Buchrezensionen, Vorstellung von Autoren, Schriftstellern und ihren Werken

Re: [Walter Benjamin - Einbahnstraße] - Auf Gedeih und Verde

Beitragvon chrille » So 11 Apr, 2010 11:42


An KPC,

Sie hören sich an, wie eine alleinerziehende Mutter, die bei ihrem überaus lebendigen Kind nichts zu kritisieren findet, als den "Ton".
"Sprich nicht so aggressiv..."
Dabei ist der eigene Ton "großkotziges Arschloch" etc. der eigentlich verwerfliche Ton, besonders wenn man vor Unwissenheit und Unkenntnis nur so trotzt.

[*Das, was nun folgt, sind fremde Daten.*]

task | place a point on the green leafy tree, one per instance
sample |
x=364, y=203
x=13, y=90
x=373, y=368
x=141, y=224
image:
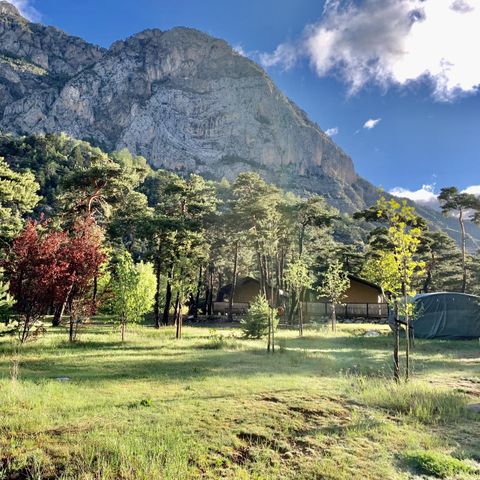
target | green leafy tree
x=256, y=323
x=133, y=286
x=382, y=269
x=6, y=301
x=298, y=277
x=18, y=196
x=404, y=231
x=463, y=205
x=334, y=286
x=443, y=263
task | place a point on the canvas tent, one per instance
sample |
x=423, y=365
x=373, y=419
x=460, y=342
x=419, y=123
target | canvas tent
x=447, y=315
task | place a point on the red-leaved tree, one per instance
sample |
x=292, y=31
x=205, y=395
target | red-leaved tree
x=47, y=268
x=35, y=268
x=84, y=256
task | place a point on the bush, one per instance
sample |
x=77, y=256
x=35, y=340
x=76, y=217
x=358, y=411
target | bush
x=255, y=324
x=437, y=464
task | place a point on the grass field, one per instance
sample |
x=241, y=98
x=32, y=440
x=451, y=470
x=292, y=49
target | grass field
x=213, y=405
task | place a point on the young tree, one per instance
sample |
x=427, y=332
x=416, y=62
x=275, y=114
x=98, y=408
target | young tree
x=133, y=287
x=84, y=256
x=335, y=284
x=36, y=269
x=401, y=236
x=298, y=277
x=6, y=301
x=463, y=205
x=18, y=196
x=256, y=324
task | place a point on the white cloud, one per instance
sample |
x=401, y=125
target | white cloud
x=285, y=54
x=393, y=42
x=427, y=195
x=239, y=49
x=423, y=196
x=371, y=123
x=27, y=9
x=474, y=190
x=332, y=131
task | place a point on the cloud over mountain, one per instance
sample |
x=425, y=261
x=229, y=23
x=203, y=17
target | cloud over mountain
x=27, y=9
x=392, y=42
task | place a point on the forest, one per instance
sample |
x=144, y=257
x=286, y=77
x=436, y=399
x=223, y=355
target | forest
x=113, y=364
x=186, y=236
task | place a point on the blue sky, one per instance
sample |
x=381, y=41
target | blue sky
x=344, y=63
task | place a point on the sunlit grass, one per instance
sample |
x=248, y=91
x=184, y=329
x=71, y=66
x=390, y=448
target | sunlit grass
x=214, y=405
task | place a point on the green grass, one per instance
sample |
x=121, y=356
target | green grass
x=439, y=465
x=213, y=405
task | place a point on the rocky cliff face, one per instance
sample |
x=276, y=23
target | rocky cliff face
x=184, y=100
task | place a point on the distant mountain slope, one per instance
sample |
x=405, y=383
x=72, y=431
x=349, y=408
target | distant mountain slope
x=182, y=99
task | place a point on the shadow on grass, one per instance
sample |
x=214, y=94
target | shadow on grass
x=95, y=360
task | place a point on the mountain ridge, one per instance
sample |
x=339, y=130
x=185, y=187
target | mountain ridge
x=184, y=100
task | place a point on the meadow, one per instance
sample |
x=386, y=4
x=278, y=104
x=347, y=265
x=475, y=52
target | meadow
x=213, y=405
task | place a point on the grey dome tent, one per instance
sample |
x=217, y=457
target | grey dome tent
x=447, y=315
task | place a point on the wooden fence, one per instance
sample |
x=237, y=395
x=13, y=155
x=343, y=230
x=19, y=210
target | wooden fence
x=317, y=310
x=313, y=310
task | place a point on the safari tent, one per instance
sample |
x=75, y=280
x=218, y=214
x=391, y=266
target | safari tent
x=447, y=315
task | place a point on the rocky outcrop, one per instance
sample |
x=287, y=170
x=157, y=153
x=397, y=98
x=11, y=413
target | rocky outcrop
x=184, y=100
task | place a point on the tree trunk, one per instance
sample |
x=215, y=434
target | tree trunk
x=396, y=345
x=122, y=328
x=179, y=321
x=58, y=314
x=168, y=296
x=175, y=310
x=234, y=283
x=464, y=250
x=334, y=318
x=428, y=279
x=197, y=296
x=407, y=344
x=301, y=240
x=293, y=307
x=156, y=308
x=272, y=306
x=300, y=317
x=95, y=290
x=210, y=287
x=71, y=332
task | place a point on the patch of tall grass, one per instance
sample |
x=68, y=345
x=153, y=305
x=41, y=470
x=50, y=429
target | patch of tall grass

"Deutsche trinkt Deutsches Bier!" ist ein großartiger Text, der scharfsinnig den "Militarismus" des Kapitalismus im Alltag der deutschen Bürger entlarvt. Im Angesicht der wirtschaftlichen und politischen Krise am "Gewohnten" zu hängen und das geistige Leben auszublenden, ist heute "80 Jahre nach der Veröffentlichung" aktueller denn je.
Benjamin geht es um die Kultivierung der Rezeptionshaltung der Leser. Er ist ein Revolutionär für die Medientheorie.
Seine schriftstellerische Methodik lässt sich als "Mischtechnik" des "Lesekastens" (Berliner Kindheit) beschreiben, das Kippen zwischen Geheimnisvollen und Trivialen, das bewusste Festhalten an der "Unverständlichkeit" und der "Distanz".
Es geht um die Dinge an sich, nicht um klassenspezifische Inhalte.
Die Gleichzeitigkeit des "Heterogenen". Da mischen sich auch mal "Ironie", "Provokation" und "Ernsthaftigkeit".
Allegorien, Denkbilder, Aphorismen und Metaphern wechseln sich ab und lassen den Leser nie zur Ruhe kommen.
Auch gibt es starke und schwächere Text, aber Benjamin "Arroganz" und einen "ätzenden Ton" zu unterstellen, zeigt, dass hier jemand höchstens an der Oberfläche der Texte "gekratzt" hat.
Die meisten der benjaminschen Texte haben eine philosophische Tiefe, die Messianisches mit der Philosophie von Schlegel und Klages, dem Gedankengut von Sorel und der anarschistischen und kommunistischen Geschichte verbindet.
Dabei bleibt Benjamin immer "anti-autoritär" und kritisch.
VIele der Einbahnstraßen-Texte haben auch einen individuellen Kompositionshintergrund.
Beispielsweise geht der Text "Kaiserpanorama" auf das Werk "Gedanken zu einer Analysis des Zustands von Mitteleuropa" zurück.
Texte der Einbahnstraße wurden meist in Zeitungen veröffentlicht und erst später als Gesamtwerk herausgegeben. Es geht hier also nicht um die Publikation eines "Buches", was einen Zusammenhang der Texte aufweist. Es ist eine Textsammlung, die dem Leser unzählige Zugänge (Im Sinne eines Wegesystems "Einbahnstraße" in einer turbulänten Zeit der Schnelligkeit) ermöglicht.
Die Wahrnehmung der Moderne mit der neuen Technik und ihrer enormen Geschwindigkeit ist eines der Hauptanliegen Benjamins.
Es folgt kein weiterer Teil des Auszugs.